In 1988, Majek Fashek released the album, PRISONER OF CONSCIENCE, which contained the hit song, Send Down the Rain. It was a very big hit, in what would be a very rainy year in Nigeria! The radical lyrics were very much in tune with that period in history. The struggle against apartheid was reaching it’s height, and Nigerians had a spike of consciousness, and were proudly in solidarity with our brothers and sisters, in the struggle against the racist regime in South Africa, as well as those fighting against the occupation of Namibia.
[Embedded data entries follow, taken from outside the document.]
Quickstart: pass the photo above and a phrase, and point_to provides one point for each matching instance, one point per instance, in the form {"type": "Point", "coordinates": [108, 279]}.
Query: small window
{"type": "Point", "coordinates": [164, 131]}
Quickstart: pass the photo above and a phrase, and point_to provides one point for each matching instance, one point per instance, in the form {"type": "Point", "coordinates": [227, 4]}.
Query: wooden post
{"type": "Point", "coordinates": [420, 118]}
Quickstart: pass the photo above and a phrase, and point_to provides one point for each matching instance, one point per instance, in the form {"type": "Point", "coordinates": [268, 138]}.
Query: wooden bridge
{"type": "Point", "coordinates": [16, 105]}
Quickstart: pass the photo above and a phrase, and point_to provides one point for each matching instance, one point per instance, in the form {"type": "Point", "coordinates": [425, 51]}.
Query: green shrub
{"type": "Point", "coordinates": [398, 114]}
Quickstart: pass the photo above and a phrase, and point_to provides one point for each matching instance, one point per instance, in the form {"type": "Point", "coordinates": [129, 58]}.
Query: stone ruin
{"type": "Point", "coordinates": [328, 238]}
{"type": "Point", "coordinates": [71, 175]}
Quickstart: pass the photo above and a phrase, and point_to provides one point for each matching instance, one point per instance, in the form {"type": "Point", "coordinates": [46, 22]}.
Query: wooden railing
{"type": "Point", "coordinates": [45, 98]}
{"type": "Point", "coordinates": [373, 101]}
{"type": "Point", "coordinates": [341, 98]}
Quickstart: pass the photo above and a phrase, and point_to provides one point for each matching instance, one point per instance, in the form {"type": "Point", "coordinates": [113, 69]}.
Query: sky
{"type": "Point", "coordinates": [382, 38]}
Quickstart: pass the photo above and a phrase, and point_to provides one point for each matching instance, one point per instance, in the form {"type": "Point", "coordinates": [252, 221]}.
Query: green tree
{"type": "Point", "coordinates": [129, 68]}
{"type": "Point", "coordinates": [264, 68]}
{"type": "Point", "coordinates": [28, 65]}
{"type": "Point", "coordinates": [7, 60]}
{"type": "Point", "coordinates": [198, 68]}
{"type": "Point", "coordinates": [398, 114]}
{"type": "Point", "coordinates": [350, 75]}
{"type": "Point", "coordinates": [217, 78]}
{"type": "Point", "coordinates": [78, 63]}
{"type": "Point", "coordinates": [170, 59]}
The ANC in South Africa, and SWAPO in Namibia, were household names as liberation movements, all over Africa. Though Nigeria was under military dictatorship, nevertheless, our national commitment to the struggle, made us a leading light all over the world, as almost the permanent Chairman of the UN Special Committee Against Apartheid; while Nigeria was the only non-Southern African country, that was named and respected as member of the Frontline States in the struggle against Apartheid.
On campuses all over Nigeria, students organised anti-apartheid movements; and from the 1970s, especially after the 1976 Soweto Uprising, the Nigerian Government, under General Obasanjo, instituted a Southern African Relief Fund (SARF), to aid the liberation struggle, including the sponsorship of hundreds of students from Zimbabwe, Namibia and South Africa, in Nigerian institutions. Workers voluntarily contributed part of our salaries to the Fund.